The standard amount is the amount recommended by the manufacturer and/or distributor of the contrast agent and/or the amount approved by a regulatory authority and/or the amount listed in a package insert for the contrast agent.

In another embodiment of the present disclosure, the machine learning model is configured and trained to generate a synthetic radiologic image representing an examination region of an examination object after application of a second contrast agent based on one or more radiologic images (and optionally additional input data) representing the examination region of the examination object before and/or after application of a first contrast agent, wherein the first contrast agent and the second contrast agent are different contrast agents (see, e.g., WO2021197996A1).

In another embodiment of the present disclosure, the machine learning model is configured and trained to generate a synthetic high-dose CT image of an examination region of an examination object based on one or more low-dose CT image(s) of the examination region of the examination object. The terms “high-dose” and “low-dose” refer to the radiation dose and have the definitions commonly used in the state of the art (see, e.g., WO2016/175755A1).

In another embodiment of the present disclosure, the machine learning model is configured and trained to generate a synthetic medical image of an examination region of an examination object at a first time point based on one or more medical image(s) of the examination region of the examination object at one or more other time points.

For example, the machine learning model may be configured and trained to generate a synthetic radiologic image representing an examination region of an examination object at a point in time in a dynamic radiologic examination (e.g., a functional magnetic resonance imaging examination). The synthetic radiologic image may be generated based on one or more measured radiologic images (and optionally additional input data) representing the examination region of the examination object at one or more other points in time in the dynamic radiologic examination.

Functional magnetic resonance imaging (fMRI) is a technique used in radiology and neuroscience to measure and map brain activity by detecting changes in blood flow and oxygenation levels. During an fMRI scan, a strong magnetic field and radio waves are used to create images of the brain. By monitoring the changes in blood oxygenation levels, fMRI can indirectly measure neural activity in different regions of the brain. This is based on the principle that increased neural activity in a specific brain area leads to an increased demand for oxygenated blood supply to that region (see, e.g.: Z. Huang et al.: Timescales of Intrinsic BOLD Signal Dynamics and Functional Connectivity in Pharmacologic and Neuropathologic States of Unconsciousness, The Journal of Neuroscience, 2018, 38(9):2304-2317).

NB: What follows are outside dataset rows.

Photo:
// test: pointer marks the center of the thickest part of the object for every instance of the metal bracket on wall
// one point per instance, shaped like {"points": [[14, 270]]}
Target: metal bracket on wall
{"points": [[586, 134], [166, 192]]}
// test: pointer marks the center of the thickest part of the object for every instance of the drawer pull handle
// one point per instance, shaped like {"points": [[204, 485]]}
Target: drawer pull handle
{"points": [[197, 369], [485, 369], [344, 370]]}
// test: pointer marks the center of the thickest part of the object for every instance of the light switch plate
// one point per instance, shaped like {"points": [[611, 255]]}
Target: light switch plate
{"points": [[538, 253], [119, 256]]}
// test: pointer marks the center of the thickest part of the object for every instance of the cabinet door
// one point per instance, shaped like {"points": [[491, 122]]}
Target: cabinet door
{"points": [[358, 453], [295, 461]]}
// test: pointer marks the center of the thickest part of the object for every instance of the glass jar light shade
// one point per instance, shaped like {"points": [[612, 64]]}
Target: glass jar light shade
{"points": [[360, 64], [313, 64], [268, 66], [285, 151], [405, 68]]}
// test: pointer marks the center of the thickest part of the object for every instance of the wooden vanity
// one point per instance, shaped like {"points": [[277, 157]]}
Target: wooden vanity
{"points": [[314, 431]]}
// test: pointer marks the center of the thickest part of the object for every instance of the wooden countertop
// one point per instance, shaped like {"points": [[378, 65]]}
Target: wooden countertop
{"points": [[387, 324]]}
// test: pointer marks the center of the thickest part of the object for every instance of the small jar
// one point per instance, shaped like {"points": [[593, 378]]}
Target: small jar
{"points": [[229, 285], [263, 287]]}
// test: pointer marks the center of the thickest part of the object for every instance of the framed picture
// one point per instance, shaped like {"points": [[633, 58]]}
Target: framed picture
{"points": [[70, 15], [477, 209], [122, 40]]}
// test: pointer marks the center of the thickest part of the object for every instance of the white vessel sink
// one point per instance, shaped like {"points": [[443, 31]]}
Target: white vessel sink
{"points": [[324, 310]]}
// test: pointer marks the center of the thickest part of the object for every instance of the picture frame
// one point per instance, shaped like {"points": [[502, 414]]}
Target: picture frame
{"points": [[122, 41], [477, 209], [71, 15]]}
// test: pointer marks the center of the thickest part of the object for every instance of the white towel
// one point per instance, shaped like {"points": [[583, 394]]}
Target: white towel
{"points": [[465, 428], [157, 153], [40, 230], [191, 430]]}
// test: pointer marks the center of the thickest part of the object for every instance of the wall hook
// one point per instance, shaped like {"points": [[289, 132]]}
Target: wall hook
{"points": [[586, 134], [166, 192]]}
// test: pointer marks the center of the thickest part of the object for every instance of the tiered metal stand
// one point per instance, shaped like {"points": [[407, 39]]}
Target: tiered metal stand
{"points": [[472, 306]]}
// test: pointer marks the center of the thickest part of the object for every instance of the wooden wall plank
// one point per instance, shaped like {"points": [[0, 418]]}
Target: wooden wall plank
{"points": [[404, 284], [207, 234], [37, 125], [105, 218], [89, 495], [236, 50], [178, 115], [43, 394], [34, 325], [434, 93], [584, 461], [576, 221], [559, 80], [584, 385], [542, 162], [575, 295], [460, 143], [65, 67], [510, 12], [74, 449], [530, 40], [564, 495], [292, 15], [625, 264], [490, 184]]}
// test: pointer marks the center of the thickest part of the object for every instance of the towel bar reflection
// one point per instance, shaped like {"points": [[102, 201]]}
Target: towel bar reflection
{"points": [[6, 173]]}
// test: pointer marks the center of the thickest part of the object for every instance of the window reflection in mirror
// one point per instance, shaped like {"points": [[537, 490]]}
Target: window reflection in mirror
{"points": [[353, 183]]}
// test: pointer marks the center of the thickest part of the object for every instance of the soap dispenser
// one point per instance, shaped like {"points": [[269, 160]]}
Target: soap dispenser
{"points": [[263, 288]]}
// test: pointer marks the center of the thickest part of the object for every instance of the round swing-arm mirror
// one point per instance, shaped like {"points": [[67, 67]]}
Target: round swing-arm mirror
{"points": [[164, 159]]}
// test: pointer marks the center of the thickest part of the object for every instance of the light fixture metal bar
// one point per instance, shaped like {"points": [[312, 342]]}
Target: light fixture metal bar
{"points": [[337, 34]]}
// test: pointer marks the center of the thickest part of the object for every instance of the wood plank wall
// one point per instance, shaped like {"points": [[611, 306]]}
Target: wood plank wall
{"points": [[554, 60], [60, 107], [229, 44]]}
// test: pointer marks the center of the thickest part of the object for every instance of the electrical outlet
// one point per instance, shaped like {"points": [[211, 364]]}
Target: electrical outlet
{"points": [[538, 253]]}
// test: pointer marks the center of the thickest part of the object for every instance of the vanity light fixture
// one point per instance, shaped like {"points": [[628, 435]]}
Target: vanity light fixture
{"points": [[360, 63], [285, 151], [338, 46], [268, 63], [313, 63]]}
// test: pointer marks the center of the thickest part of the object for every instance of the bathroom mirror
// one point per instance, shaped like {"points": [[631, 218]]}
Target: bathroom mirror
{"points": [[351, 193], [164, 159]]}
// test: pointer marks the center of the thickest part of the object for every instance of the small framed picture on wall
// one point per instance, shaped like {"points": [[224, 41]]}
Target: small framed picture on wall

For example, the machine learning model can be configured and trained to generate a synthetic radiologic image of an examination region of an examination object at a first time point before or after application of a contrast agent based on one or more radiologic image(s) (and optionally further input data) of the examination region of the examination object at one or more other time points before or after the application of the contrast agent. In this context, the invention can be used to shorten the time an examination object has to spend in an MRI scanner, for example. Instead of measuring MRI images over a longer period of time, MRI images are measured only within a part of the time period and one or more MRI images are predicted for the remaining part of the time period using the trained machine learning model (see, e.g. WO2021052896A1 and WO2021069338A1).

In another embodiment of the present disclosure, the machine learning model is configured and trained to generate a synthetic medical image of a first modality, based on one or more medical image(s) (and optionally additional input data) of one or more other modalities. For example, the machine learning model can be configured and trained to generate a synthetic CT image of an examination region of an examination object based on one or more MRI images of the examination region of the examination object. For example, the machine learning model can be configured and trained to generate a synthetic MRI image of an examination region of an examination object based on one or more CT images of the examination region of the examination object.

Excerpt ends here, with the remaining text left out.